身下是已经干涸了的血迹,还有一道蜿蜒至门口,显示了佩里离去的方向。
他几乎是立刻就要冲出去找她,可门口不偏不倚的出现了一个白鬍子老头。
「巴恩斯先生。」
索西摩端着一副礼貌中透着距离感的笑容。
「房东小姐让我送你到门口,您只要向东走不到一百米就能走出lwl的范围。到时候,您就会看见您的朋友罗杰斯先生——」
「佩里在哪?」
他只是问这个问题。
「房东小姐很累了,巴恩斯先生。」索西摩一步走到他面前拦住去路。
「她看起来有点犯困有点贫血还有点需要去一趟医院,但您知道的,这里是巫师地,兰开斯特人对血脉相连的亲人一向是——」
他直接推开了索西摩向外走去。
「你找不到她的。」
索西摩的声音在身后响起。
「她放弃了。」
他突然停下脚步。
巴基走出lwl之后果然如索西摩所说的那样找到了前来找寻自己的斯蒂夫。
他看起来很着急的样子,一开始还有些警惕。
直到巴基主动表明了自己的状态之后,斯蒂夫这才松了一口气。
「那……佩里呢?」
斯蒂夫提起那个名字时多多少少有些戒备。
「她只是来带我解除代码的。」
他解释道。
「现在代码解除了,所以……就结束了。
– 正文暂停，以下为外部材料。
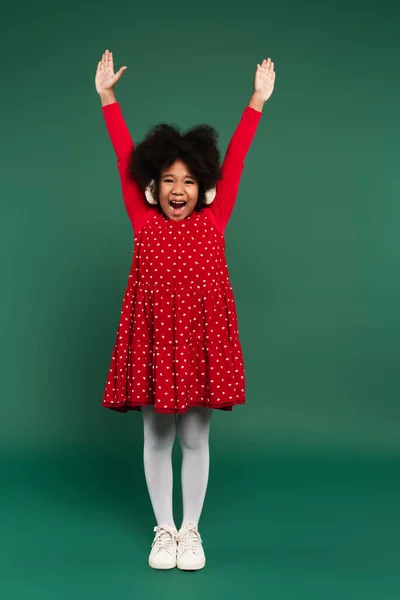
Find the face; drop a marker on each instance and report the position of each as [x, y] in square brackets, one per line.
[179, 191]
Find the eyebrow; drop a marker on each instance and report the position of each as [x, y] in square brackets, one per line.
[172, 175]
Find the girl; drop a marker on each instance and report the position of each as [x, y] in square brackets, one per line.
[177, 354]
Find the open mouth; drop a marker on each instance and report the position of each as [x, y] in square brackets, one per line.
[177, 205]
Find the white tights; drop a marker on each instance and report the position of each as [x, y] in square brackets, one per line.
[159, 434]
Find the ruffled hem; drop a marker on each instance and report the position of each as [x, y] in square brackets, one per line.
[125, 407]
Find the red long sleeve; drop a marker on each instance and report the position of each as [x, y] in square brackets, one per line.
[135, 202]
[220, 210]
[227, 187]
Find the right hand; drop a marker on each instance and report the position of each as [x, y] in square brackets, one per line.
[105, 77]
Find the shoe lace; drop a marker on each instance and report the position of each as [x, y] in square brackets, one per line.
[189, 539]
[164, 539]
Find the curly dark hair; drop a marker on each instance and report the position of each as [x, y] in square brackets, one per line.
[164, 144]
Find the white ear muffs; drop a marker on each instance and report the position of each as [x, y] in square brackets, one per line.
[149, 193]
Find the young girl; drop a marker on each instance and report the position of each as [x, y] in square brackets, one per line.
[177, 355]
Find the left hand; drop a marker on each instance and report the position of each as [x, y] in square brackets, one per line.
[264, 79]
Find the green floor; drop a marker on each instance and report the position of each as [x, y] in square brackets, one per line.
[288, 529]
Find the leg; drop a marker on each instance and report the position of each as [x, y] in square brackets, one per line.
[159, 436]
[193, 432]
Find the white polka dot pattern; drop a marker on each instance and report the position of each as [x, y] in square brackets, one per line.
[177, 344]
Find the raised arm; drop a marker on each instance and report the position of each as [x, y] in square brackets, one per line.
[232, 167]
[135, 203]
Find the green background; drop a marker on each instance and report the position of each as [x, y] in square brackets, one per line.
[304, 485]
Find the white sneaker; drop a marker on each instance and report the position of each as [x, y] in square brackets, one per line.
[163, 548]
[190, 549]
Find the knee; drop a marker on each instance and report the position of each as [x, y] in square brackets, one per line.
[159, 438]
[194, 439]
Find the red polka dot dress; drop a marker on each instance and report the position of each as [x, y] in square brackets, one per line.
[177, 343]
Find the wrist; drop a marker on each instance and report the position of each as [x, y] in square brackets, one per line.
[256, 101]
[107, 97]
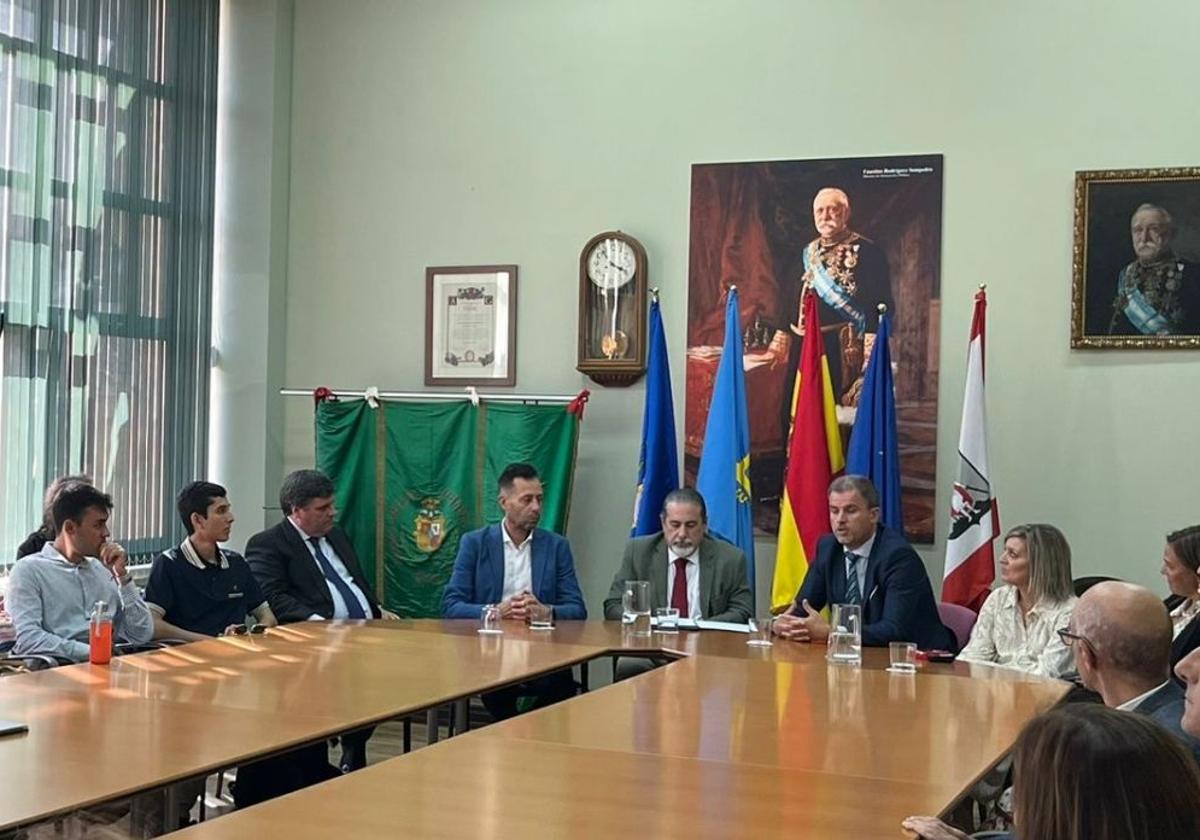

」
是的,结束了。
所有的苦难,所有的遗憾。
所有。
*
她跌坐在床上,手腕上的血止都止不住的流着,很快就洇湿了一大片床单。
纱布在手腕上一圈圈绕过,血也一层层的浸透。
她忽然想起来这一回的伤口是用什么划开的了。
兰开斯特的匕首哐当一声掉在地板上,刀柄上的玫瑰刻纹中的名字从中间划过。
因兰开斯特匕首而得到的伤口无法癒合,如果匕首作为一个魔法物件也有了灵性,那佩里严重怀疑他是在报復。
她躺在床上,望着床帐上的玫瑰和枝条暗纹,笑了笑。
手腕上的纱布已经被浸透了,可能止不住血的。但她既没有把自己泡在水里做出一副要自杀的姿态,也没有打一针抗凝血的针剂。
能不能止血,她觉得这件事交託给命数也不错。
贾斯帕以前说过,他们之所以能彼此容忍到今天,那完全就是因为他们都曾是被别人掌控命运的人。
所以同病相怜的他们都有同样的想法,那就是掌握支配自己人生的权力——当然,贾斯帕后来进化成了掌控别人命运的爱好者,为此,他甚至去了九头蛇工作。
可今天的佩里似乎陷入了一种可笑的局面,那就是,自己辛辛苦苦争取的东西同样被自己放弃。并且摆出一副当初在伦敦塔听天由命的样子。
她不知道贾斯帕会不会被自己气死。
但他又不是自己要关心的人。
佩里真正要关心的人都已经离她而去很久很久了。